Detailed analysis for multiple stakeholders
The key to the research is that it provides an unprecedented level of detail that stakeholders in government, industry and communities can see, use and analyse online.
“Our method is one of the only ones that can distinguish the carbon-based particulates in dust samples,” CSIRO coal petrographer and environmental scientist, Karryn Warren, explains.
The samples the researchers have used come from paper towelling, wipes from windowsills and patios, sweepings, and from high volume air samplers. Analysis of these samples can identify sources of dust to help clients understand where best to apply dust control methods – such as suppression using water and/or chemicals.
A key area of focus is on analysing environmental samples, such as sediments, tailings and urban dust, which can contain coal dust especially near railways and ports that transport coal. For example, around Newcastle, where many industries are located and from where about 150 million tonnes of coal a year is transported, the researchers used the CGA system to analyse samples and quantify and distinguish coal dust from other fine particles such as diesel and rubber from road transportation, paints and plastics from nearby industry, and organic matter including pollen and grass clippings.
The researchers also used the system on soil and sediment samples collected around ports and tailings dams, for example after a heavy rain event, to analyse whether any material has been washed out.
Beyond assessing urban dust, the technology was initially developed and used for resource evaluation studies and to better understand the utilisation behaviour of different coals. For example, miners have reduced exploration costs by using the research as a basis for industry-funded studies. Other studies have also helped optimise the recovery of fine coal during flotation and a particular coal’s suitability for any utilisation process such as coke-making (metallurgical coal) or power generation (thermal coal).
The technology is also being utilised by coal users, such as steelmakers, for assessing coals used in blast furnaces to make coke. Depending on the required end use, this enables steelmakers to better understand the attributes of individual coals and to use this information to construct coal blends at the highest quality for the lowest price in order to maximise returns.
Award winning R&D
The Australian Coal Association Research Program (ACARP) recognised the importance of this technology by presenting CSIRO’s project team, and process engineering specialist Dr Bruce Atkinson of Basacon, with an industry excellence award in 2018.
The awarded project team included Ms Warren, chemist and coal technologist Graham O’Brien and coal petrographer and mineralogist Priyanthi Hapugoda.
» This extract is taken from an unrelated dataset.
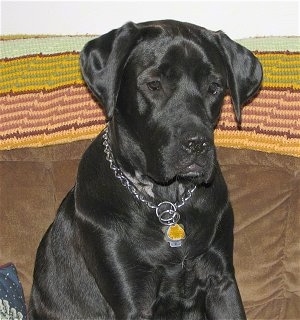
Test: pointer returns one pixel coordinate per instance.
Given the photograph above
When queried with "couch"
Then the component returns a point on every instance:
(48, 119)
CSIRO software engineers Peter Dean, Gregoire Krahenbuhl and Paul McPhee and imaging expert Dr Matthew Thurley of Innovative Machine Vision, were integral to the development of the CGA software.
“This work has made a step change in how industry utilises data and we see [the] work continuing to be taken up by our industry and its expansion internationally,” ACARP acknowledged.
The research has proved particularly important for mines, coal users (such as overseas steelmakers), ports, environmental companies and government departments.
The CGA system has been licensed to ALS, a global laboratory services company headquartered in Brisbane, Australia that undertakes routine analyses for mining companies.
Commercial arrangements have also been entered into with a Japanese steelmaker and with two other smaller companies, one in Australia and the other in Europe.